Esta operación intelectual, tan eficaz retóricamente como pobre en rigor, convierte una descripción de efectos en una condena de esencias y, con ello, desfigura el diagnóstico del problema que pretende combatir.

2. Ignorancia del marco eclesial

El artículo razona como si la Iglesia no hubiera reformulado profundamente su relación con la libertad, el Estado y la sociedad plural a lo largo del siglo XX. Hoy la doctrina católica afirma simultáneamente tres cosas inseparables: que la libertad sin verdad ni caridad es insostenible, que el mercado sin límites morales se vuelve inhumano y que la libertad civil y política es un bien que debe ser preservado.
El texto asume las dos primeras, pero omite sistemáticamente la tercera, sin reconocer en ningún momento el valor propio de la libertad civil y política como bien a preservar.

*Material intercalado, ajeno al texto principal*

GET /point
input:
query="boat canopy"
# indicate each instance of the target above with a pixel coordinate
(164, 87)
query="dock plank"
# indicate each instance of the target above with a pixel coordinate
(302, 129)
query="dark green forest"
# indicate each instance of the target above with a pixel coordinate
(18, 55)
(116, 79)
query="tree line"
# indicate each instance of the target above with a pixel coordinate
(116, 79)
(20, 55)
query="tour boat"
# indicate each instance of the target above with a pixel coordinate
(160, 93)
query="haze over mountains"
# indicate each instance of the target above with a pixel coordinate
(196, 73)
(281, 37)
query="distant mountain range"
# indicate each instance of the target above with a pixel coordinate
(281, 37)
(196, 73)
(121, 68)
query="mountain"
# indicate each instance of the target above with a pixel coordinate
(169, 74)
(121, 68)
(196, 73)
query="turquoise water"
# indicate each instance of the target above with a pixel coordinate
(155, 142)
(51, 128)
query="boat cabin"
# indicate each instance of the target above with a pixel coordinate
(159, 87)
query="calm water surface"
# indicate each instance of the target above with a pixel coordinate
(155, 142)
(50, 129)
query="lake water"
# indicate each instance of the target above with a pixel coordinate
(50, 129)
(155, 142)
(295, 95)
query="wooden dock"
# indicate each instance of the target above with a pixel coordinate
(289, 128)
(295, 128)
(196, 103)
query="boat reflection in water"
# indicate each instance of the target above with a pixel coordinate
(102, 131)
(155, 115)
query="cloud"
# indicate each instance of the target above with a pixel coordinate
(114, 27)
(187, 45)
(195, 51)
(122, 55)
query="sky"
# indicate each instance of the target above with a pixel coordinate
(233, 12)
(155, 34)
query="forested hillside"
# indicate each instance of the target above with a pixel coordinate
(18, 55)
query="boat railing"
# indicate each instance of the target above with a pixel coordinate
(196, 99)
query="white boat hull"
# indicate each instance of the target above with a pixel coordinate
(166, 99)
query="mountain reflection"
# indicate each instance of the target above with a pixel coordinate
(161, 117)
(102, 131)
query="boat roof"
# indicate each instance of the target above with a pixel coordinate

Esta no es la posición de la Iglesia, sino una lectura ideológica que sitúa a los católicos en una relación de hostilidad permanente con el marco histórico en el que hoy están llamados a vivir y evangelizar.

3. Una crítica que apaga más luces de las que enciende

Aunque el artículo no formula explícitamente un modelo alternativo ni una propuesta política concreta, su modo de plantear el problema –como una incompatibilidad de principio entre liberalismo y fe– cierra de hecho la posibilidad de toda reforma interna del orden liberal y empuja el debate hacia una lógica de sustitución global. Al presentar el liberalismo como intrínsecamente viciado, el texto desactiva cualquier intento de corrección desde una visión cristiana. Cabe entonces preguntarse cuál sería la alternativa: ¿vincular de algún modo fe y poder?
Ya sabemos cómo acaba la historia cuando se olvida que su reino no es de este mundo. Siempre que la Iglesia se ha ligado en exceso a un régimen político, ha pagado un precio alto: pérdida de credibilidad, instrumentalización, persecución, descrédito moral. El orden de libertades moderno –con todos sus déficits– ha sido, precisamente, el marco en el que la Iglesia ha podido predicar sin tutela estatal, organizarse sin dependencia del poder y expandirse en libertad. Ignorar estos hechos es una forma de miopía histórica.
No hay que olvidar que este tipo de discursos presentan la fe católica como intrínsecamente incompatible con la libertad civil, el pluralismo jurídico o la autonomía de conciencia, algo que no sólo no es cierto, sino que perjudica seriamente la imagen de la Iglesia. Se refuerza así el retrato que sus adversarios desean imponer: el de una institución esencialmente hostil a la libertad. De este modo, un discurso que pretende ser apologético termina funcionando como argumento perfecto para los detractores del catolicismo.

4. El exceso de forma y la falta de fondo

A lo anterior se añade un problema igualmente serio: un estilo argumentativo más atento a la brillantez expresiva que a la solidez lógica del razonamiento. El artículo hace un uso constante de oposiciones tajantes, definiciones monolíticas, citas sacadas de contexto y asociaciones retóricas más sugerentes que demostradas.
Todo ello envuelto en un registro de apariencia teórica que sustituye con frecuencia la demostración por la sugerencia. Este tipo de discurso resulta dañino por el efecto que produce: puede inducir en muchos lectores la impresión de que se está ante una crítica de mayor hondura doctrinal de la que tiene.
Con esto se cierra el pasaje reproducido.